Fresh off the CEDIA Expo 2021 in Indianapolis, the custom electronics industry is set to close out the year. And as the calendar turns, the Custom Electronic Design and Integration Association (CEDIA) and the Consumer Technology Association (CTA) have teamed up to offer system integrators their newly finalized CEDIA/CTA-RP28 HDMI System Design and Verification Recommended Practice guide, which offers important guidelines for any system deploying HDMI 2.1.
Authored by the CEDIA/CTA R10 Residential Systems Committee, working group three (WG3), which includes group chair Joel Silver, CEO and lead developer, Imaging Science Foundation, along with co-chair Jason Dustal, AV Pro Global Holdings; sub-committee members Matt Murray, AV Pro Global Holdings, Christian Wolff, Dolby, Roger Dressler, RWD Consulting, Rob Sabin, Projector Central, Kevin Iselli, Crestron Plano, and staff contributors David Meyer of CEDIA and Walt Zerbe of CEDIA, the guide is designed to provide the market with all of the necessary information to design, install and troubleshoot HDMI-based systems.
Taking some time to explain the guide Silver, Dustal and Value Electronics president and founder Robert Zohn, recently joined the CE Pro Podcast to outline the importance of the HDMI 2.1 standard, and why integrators need to familiarize themselves with the protocol.

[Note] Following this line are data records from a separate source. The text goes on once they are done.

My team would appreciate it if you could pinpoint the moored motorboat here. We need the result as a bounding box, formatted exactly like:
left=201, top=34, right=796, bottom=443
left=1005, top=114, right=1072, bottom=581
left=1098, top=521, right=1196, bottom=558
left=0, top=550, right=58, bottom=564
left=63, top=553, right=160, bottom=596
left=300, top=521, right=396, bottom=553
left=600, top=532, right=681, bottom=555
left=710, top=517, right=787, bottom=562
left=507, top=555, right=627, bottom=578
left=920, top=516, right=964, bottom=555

CEDIA/CTA-RP28 HDMI 2.1 Best Practices Guide Summarized
To say the CEDIA/CTA-RP28 guide is comprehensive would be an understatement. The guide, which is available here, is a 69-page document that details commonly used glossary terms, along with system devices, connectivity, functions, HDMI system bandwidth, verification procedures, and troubleshooting.
Providing an example of just how much work went into the development of the guide, Silver recalled that when the group was putting the glossary together an IEEE engineer kept using a term the committee was unfamiliar with, but after questioning the IEEE Engineer explained to Silver that people would see this term so it was important the term be used in the guide.

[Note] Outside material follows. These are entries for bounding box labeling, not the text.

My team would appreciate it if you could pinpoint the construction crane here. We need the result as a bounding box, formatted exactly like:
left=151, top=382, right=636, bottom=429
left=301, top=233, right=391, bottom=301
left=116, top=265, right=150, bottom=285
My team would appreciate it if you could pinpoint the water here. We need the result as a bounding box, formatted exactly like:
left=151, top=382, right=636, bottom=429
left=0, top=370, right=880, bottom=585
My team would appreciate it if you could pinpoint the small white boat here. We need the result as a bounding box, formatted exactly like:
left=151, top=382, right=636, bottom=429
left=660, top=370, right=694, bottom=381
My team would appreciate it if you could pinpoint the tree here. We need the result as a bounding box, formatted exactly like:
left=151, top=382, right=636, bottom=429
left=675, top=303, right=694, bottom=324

“So, we ended up canceling the glossary because someone would tell us well, I’ve got to assert and de-assert the system, and I said, ‘excuse me assert, de-assert, what are you talking about … they go connect and disconnect,’ I said why don’t you call it connect and disconnect,” says Silver.

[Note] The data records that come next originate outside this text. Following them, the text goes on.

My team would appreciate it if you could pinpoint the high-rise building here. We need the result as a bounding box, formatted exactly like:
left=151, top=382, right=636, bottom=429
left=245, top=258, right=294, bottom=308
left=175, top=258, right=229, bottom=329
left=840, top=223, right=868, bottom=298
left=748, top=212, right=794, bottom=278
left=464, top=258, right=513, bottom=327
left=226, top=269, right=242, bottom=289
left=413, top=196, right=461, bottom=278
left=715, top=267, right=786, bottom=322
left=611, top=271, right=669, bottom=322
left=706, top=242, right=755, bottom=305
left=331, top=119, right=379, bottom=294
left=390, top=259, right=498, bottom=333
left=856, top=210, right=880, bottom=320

“They said well the engineering term isn’t your readers are going to see this from time to time on an HDMI Doc I said, ‘you’ve got your own language—that’s right it’s a standards language for HDMI, well Our job is to translate that to someone in the field.”
Getting a dealer’s perspective on the importance of HDMI 2.1 and the CEDIA/CTA-RP28 HDMI System Design and Verification Recommended Practice guide, Zohn says the document helps integrators to install reliable systems that perform equally well with all of the various formats in use in the home AV market.
“And then you’ll have a trouble-free system so that’s one of the reasons, the other [reason] is you want to see the full dynamic tonal range, you want to see 100% of the color volume,” comments Zohn.
“You’re not going to see that unless we have a fully compliant system so for you to have all the emotion that these filmmakers put into the content for you to see their intent in your home.”
Later in the conversation the topic of fiber optic cabling and the benefits it provides as a future proofing infrastructure solution came up, including its ability to support next-generation formats, including 4K at 120Hz.
Silver pointed out that sports will benefit the most from 4K at 120Hz and higher refresh rates such as 120Hz are where homeowners and AV enthusiasts will see a noticeably better picture. Through these rapidly occurring developments in the home market, Silver says that home theater has surpassed the performance of commercial cinemas.